# Iphone Safari Keeps Crashing



## steinba (Oct 5, 2007)

Every-time I use my Safari either with Edge or Wifion my iphone, it eventually 'blacks out' and returns me to the home page. Any body else have this problem?


----------



## kloan (Feb 22, 2002)

Mine's been ok so far, but I haven't browsed while listening to music... is that what you're doing? If that's the case, it's a common problem.


----------



## An Old Soul (Apr 24, 2006)

Yes, on 1.0.2, the browsing while listening to iPod causes crashes, for some reason.

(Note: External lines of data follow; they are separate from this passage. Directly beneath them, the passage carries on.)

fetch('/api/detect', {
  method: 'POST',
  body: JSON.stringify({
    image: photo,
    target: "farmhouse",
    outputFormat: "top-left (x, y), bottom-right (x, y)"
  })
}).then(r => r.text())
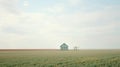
top-left (60, 43), bottom-right (69, 50)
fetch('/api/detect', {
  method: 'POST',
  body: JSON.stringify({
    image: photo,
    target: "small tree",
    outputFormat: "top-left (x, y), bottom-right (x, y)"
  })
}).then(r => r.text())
top-left (74, 46), bottom-right (78, 51)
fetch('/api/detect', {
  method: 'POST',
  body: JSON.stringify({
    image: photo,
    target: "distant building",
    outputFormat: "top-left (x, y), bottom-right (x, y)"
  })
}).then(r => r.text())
top-left (60, 43), bottom-right (69, 50)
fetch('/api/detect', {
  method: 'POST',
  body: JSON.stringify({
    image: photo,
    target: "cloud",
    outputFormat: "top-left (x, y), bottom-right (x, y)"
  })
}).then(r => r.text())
top-left (0, 0), bottom-right (21, 27)
top-left (43, 4), bottom-right (65, 14)
top-left (0, 0), bottom-right (120, 49)
top-left (68, 0), bottom-right (83, 6)
top-left (0, 0), bottom-right (19, 14)
top-left (23, 0), bottom-right (29, 7)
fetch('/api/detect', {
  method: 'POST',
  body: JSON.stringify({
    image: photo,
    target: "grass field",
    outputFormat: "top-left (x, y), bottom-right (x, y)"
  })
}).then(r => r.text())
top-left (0, 49), bottom-right (120, 67)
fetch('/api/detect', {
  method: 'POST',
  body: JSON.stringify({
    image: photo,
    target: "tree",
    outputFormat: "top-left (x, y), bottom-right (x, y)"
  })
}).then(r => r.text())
top-left (74, 46), bottom-right (78, 51)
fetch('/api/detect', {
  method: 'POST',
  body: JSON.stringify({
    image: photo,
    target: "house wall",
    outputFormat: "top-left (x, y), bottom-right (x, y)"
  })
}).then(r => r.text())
top-left (61, 47), bottom-right (68, 50)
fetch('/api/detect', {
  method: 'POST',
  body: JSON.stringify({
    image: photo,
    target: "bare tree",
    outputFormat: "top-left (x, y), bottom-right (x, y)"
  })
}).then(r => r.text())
top-left (74, 46), bottom-right (78, 51)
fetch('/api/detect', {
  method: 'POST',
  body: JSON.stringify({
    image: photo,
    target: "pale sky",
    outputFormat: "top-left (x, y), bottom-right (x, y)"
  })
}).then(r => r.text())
top-left (0, 0), bottom-right (120, 49)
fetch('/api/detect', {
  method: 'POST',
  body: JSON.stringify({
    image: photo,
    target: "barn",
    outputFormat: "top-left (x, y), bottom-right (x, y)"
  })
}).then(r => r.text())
top-left (60, 43), bottom-right (69, 50)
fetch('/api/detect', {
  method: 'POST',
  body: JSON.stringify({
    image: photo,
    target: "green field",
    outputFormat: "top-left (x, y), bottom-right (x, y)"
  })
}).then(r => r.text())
top-left (0, 49), bottom-right (120, 67)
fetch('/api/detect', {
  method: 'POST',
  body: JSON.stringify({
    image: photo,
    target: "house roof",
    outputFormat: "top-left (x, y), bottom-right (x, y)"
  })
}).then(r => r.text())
top-left (60, 43), bottom-right (68, 47)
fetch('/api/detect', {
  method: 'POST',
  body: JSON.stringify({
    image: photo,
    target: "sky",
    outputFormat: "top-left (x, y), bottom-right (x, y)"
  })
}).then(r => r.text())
top-left (0, 0), bottom-right (120, 49)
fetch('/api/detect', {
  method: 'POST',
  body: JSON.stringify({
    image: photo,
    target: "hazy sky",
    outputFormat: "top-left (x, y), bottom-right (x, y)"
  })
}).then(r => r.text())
top-left (0, 0), bottom-right (120, 49)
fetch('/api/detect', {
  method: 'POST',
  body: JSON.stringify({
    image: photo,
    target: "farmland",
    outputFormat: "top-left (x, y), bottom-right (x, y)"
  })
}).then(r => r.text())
top-left (0, 49), bottom-right (120, 67)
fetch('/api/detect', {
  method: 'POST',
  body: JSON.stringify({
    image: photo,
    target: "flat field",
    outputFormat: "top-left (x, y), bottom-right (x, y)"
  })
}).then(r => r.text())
top-left (0, 49), bottom-right (120, 67)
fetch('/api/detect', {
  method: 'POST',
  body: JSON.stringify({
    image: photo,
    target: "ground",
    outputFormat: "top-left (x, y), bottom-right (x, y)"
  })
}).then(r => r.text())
top-left (0, 49), bottom-right (120, 67)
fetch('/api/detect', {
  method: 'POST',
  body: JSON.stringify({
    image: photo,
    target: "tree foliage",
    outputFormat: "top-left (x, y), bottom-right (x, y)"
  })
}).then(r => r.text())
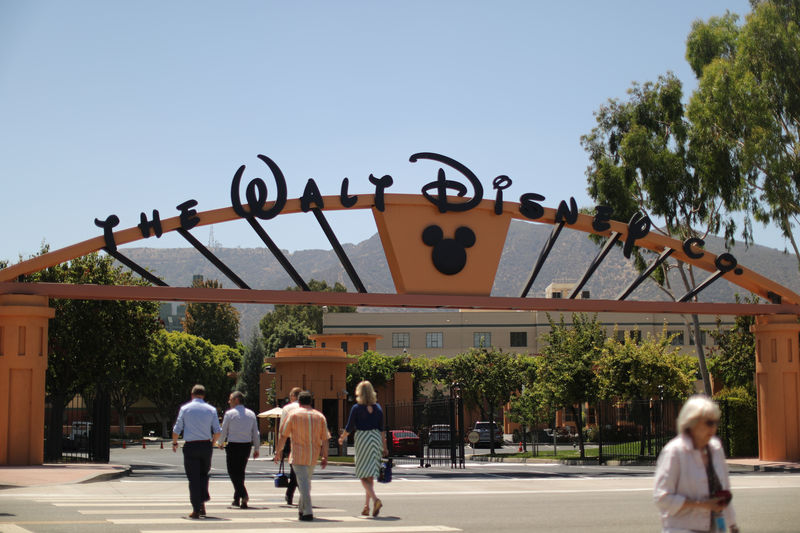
top-left (707, 295), bottom-right (757, 393)
top-left (345, 350), bottom-right (401, 394)
top-left (263, 315), bottom-right (314, 357)
top-left (447, 348), bottom-right (523, 453)
top-left (259, 279), bottom-right (355, 337)
top-left (596, 328), bottom-right (698, 401)
top-left (539, 314), bottom-right (606, 457)
top-left (144, 330), bottom-right (235, 434)
top-left (236, 331), bottom-right (266, 412)
top-left (183, 278), bottom-right (241, 348)
top-left (580, 72), bottom-right (731, 394)
top-left (687, 0), bottom-right (800, 266)
top-left (24, 248), bottom-right (161, 447)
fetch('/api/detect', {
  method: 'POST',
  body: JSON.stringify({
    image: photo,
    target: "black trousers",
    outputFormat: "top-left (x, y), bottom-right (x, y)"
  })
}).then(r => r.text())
top-left (283, 438), bottom-right (297, 501)
top-left (182, 441), bottom-right (212, 513)
top-left (225, 442), bottom-right (252, 502)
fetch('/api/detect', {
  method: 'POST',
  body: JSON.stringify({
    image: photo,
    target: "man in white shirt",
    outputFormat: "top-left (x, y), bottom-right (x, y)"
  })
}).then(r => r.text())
top-left (279, 387), bottom-right (301, 505)
top-left (219, 391), bottom-right (260, 508)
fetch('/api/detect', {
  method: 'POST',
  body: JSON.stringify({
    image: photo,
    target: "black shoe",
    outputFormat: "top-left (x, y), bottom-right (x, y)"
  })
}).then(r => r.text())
top-left (240, 497), bottom-right (249, 509)
top-left (285, 494), bottom-right (293, 505)
top-left (199, 505), bottom-right (206, 517)
top-left (231, 500), bottom-right (240, 508)
top-left (299, 514), bottom-right (313, 521)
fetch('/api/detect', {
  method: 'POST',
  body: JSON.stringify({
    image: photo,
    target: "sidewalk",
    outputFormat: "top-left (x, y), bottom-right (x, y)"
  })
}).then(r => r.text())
top-left (0, 463), bottom-right (130, 489)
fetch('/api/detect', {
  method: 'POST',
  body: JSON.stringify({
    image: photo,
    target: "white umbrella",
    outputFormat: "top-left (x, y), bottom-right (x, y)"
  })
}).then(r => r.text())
top-left (257, 406), bottom-right (284, 419)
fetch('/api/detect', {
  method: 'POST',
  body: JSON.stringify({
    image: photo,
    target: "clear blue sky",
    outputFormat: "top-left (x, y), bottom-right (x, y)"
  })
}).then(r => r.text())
top-left (2, 0), bottom-right (769, 264)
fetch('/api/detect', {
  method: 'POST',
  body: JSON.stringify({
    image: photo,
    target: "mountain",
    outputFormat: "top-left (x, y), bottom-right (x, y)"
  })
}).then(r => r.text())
top-left (122, 220), bottom-right (800, 341)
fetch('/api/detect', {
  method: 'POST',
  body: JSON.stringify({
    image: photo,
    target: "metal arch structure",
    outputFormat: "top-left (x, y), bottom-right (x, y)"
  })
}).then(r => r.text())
top-left (1, 195), bottom-right (800, 315)
top-left (2, 151), bottom-right (800, 465)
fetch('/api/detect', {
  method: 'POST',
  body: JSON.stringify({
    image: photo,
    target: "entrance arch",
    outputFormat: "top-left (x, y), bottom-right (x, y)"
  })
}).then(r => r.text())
top-left (1, 152), bottom-right (798, 463)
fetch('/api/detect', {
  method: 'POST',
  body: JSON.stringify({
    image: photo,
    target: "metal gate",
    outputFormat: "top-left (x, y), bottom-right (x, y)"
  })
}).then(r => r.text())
top-left (44, 388), bottom-right (111, 463)
top-left (384, 386), bottom-right (465, 468)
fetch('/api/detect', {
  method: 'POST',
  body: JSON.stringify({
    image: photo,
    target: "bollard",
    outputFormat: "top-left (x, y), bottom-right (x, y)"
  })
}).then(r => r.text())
top-left (518, 442), bottom-right (523, 452)
top-left (142, 439), bottom-right (146, 449)
top-left (122, 440), bottom-right (126, 449)
top-left (160, 440), bottom-right (164, 449)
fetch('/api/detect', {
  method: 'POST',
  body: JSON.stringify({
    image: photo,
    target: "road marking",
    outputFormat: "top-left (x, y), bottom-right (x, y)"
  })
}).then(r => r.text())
top-left (79, 507), bottom-right (344, 515)
top-left (111, 515), bottom-right (392, 524)
top-left (0, 525), bottom-right (35, 533)
top-left (140, 526), bottom-right (461, 533)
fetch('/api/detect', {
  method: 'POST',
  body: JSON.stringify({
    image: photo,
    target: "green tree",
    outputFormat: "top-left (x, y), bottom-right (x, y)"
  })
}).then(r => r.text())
top-left (447, 348), bottom-right (523, 454)
top-left (597, 328), bottom-right (697, 402)
top-left (345, 350), bottom-right (401, 394)
top-left (24, 248), bottom-right (161, 454)
top-left (539, 314), bottom-right (606, 458)
top-left (259, 279), bottom-right (355, 336)
top-left (263, 315), bottom-right (314, 356)
top-left (183, 278), bottom-right (241, 348)
top-left (581, 73), bottom-right (740, 395)
top-left (144, 330), bottom-right (235, 436)
top-left (236, 331), bottom-right (266, 412)
top-left (687, 1), bottom-right (800, 267)
top-left (507, 355), bottom-right (551, 451)
top-left (707, 295), bottom-right (757, 393)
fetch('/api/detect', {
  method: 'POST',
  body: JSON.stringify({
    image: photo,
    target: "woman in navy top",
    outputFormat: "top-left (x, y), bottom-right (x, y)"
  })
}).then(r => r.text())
top-left (339, 380), bottom-right (388, 517)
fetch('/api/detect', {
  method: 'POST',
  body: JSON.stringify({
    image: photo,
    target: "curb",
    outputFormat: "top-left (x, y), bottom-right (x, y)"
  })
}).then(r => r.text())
top-left (78, 465), bottom-right (132, 484)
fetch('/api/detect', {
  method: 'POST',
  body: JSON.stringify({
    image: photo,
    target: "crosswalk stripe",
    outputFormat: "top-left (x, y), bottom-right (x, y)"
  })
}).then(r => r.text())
top-left (0, 525), bottom-right (36, 533)
top-left (79, 508), bottom-right (344, 515)
top-left (140, 527), bottom-right (461, 533)
top-left (111, 515), bottom-right (402, 525)
top-left (53, 501), bottom-right (278, 507)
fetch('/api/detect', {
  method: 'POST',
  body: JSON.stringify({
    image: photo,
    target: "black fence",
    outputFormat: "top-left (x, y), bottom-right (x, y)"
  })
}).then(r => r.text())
top-left (383, 392), bottom-right (466, 468)
top-left (44, 390), bottom-right (111, 463)
top-left (518, 399), bottom-right (735, 465)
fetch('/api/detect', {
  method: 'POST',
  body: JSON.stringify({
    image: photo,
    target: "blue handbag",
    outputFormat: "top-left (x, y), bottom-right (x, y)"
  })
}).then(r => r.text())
top-left (378, 458), bottom-right (393, 483)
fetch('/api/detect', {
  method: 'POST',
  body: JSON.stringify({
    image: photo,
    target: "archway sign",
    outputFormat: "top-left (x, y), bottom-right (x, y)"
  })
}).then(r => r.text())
top-left (1, 152), bottom-right (799, 464)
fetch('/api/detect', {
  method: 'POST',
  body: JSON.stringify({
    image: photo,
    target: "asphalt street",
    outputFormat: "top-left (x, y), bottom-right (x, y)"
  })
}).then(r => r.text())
top-left (1, 446), bottom-right (799, 532)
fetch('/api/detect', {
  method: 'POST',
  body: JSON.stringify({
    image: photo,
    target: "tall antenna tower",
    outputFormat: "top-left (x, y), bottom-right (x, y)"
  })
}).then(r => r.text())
top-left (208, 226), bottom-right (217, 249)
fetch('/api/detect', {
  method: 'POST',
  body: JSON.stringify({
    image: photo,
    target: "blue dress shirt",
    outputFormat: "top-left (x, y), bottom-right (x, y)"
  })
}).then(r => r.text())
top-left (220, 405), bottom-right (260, 446)
top-left (173, 398), bottom-right (221, 442)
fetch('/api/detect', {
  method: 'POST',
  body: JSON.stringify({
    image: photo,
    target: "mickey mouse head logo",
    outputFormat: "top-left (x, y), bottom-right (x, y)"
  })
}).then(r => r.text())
top-left (422, 225), bottom-right (476, 275)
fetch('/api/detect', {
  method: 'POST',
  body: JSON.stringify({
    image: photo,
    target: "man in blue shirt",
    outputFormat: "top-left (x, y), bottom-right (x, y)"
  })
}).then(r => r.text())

As of 1.1.1, crashes still happen occasionally, and I fine it's with poorly coded, poorly optimized pages. Mobile Safari has execution limits on scripts which are much shorter than with full sized browsers.


----------



## Cuzz323 (May 3, 2007)

Safari in general is just slow and always crashing , i only use it because all of my bookmarks are there and using it is much easier than fire-fox for me , but it gets 

crazy slow and freezes on launch sometimes, i feel like kicking my screen sometimes , then when i launch firefox their browser is super faster , i really don't understand how apple can't make their browser run better than firefox


----------



## kloan (Feb 22, 2002)

psst.... we're talkin about the mobile Safari on the iPhone...


----------



## GrapeApe (Aug 4, 2004)

Mobile Safari crashes almost every time for me, I don't knwo what it is but it's freakin' annoying.

I hear 1.1.1 fixes this somewhat but there isn't an upgrade option for iPhone SimFree yet that I know of.


----------



## Chucky16 (Oct 24, 2007)

This is all caused by a memory leak in the iphone. Everyone has it. To correct this issue, you have to restart your iphone.... It regenerates the memory allowing you to use things like safari, even the ipod when they "crash" . Restart when this happens, and it will work fine.


----------